Up to now, many short sales — in which the lender accepts a sale of the property for less than the full amount owed — have taken months to complete. Sometimes, the complex and lengthy process has failed, resulting in foreclosure.
HAFA establishes streamlined short-sale rules and provides incentives for borrowers and lenders to work together to avoid foreclosure. The rules — in effect between April 5, 2010, and Dec. 31, 2012 — also are intended to speed up the short-sale process.
Before HAFA, homeowners often listed their home for sale without an idea of what the lender would accept.
Under HAFA, borrowers receive pre-approved short-sale terms from the lender before putting the home on the market.
The HAFA guidelines apply to lenders that voluntarily participate in the Home Affordable Modification Program (HAMP).

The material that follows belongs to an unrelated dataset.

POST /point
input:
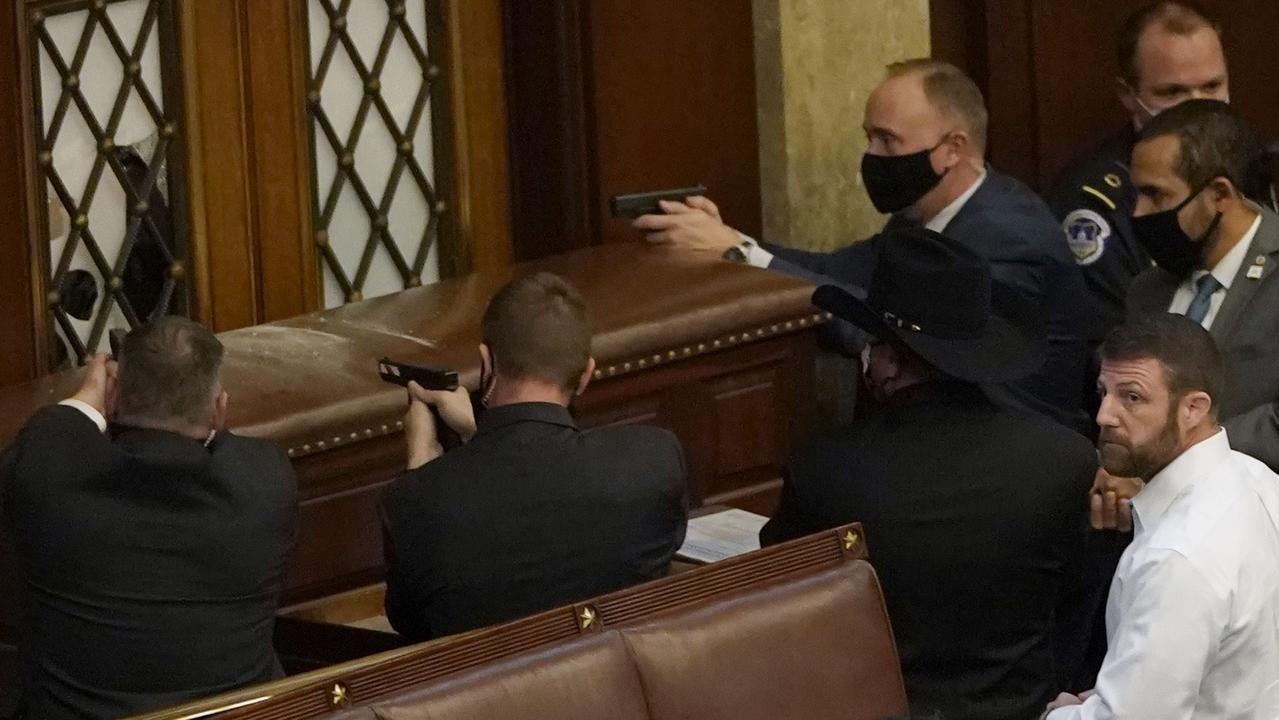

The Department of Housing and Urban Development says more than 100 servicers have signed up to participate in HAMP, covering more than 89% of mortgage debt outstanding in the country.
To be eligible for HAFA, homeowners must first apply for a loan modification through HAMP. Owners who do not qualify for a loan modification or miss payments during the initial loan-modification period qualify for HAFA.
Other HAFA requirements include:
• Property is principal residence.
• Mortgage originated before Jan. 1, 2009.
• Mortgage is owned or guaranteed by Fannie Mae or Freddie Mac.
• Borrower is delinquent or default is foreseeable.
• Homeowner demonstrates hardship.
• Borrower’s total monthly housing payment exceeds 31% of gross income.
• Unpaid principal does not exceed $729,750.
According to HAFA rules, lenders now must offer a short sale in writing to the borrower within 30 days if the borrower does not qualify for or complete a loan modification. Borrowers then must respond within 14 days to the lender’s short-sale agreement.
When a purchase offer is made, borrowers must submit the sales contract to the lender within three days, along with the buyers’ mortgage pre-approval and the status of negotiations with other lien holders on the seller’s property.
Finally, lenders must approve or deny the contract within 10 days.
HAFA rules also state that lenders must release borrowers from the obligation to repay the difference between the sales price and the loan amount. No deficiency judgments are allowed for a first or second loan.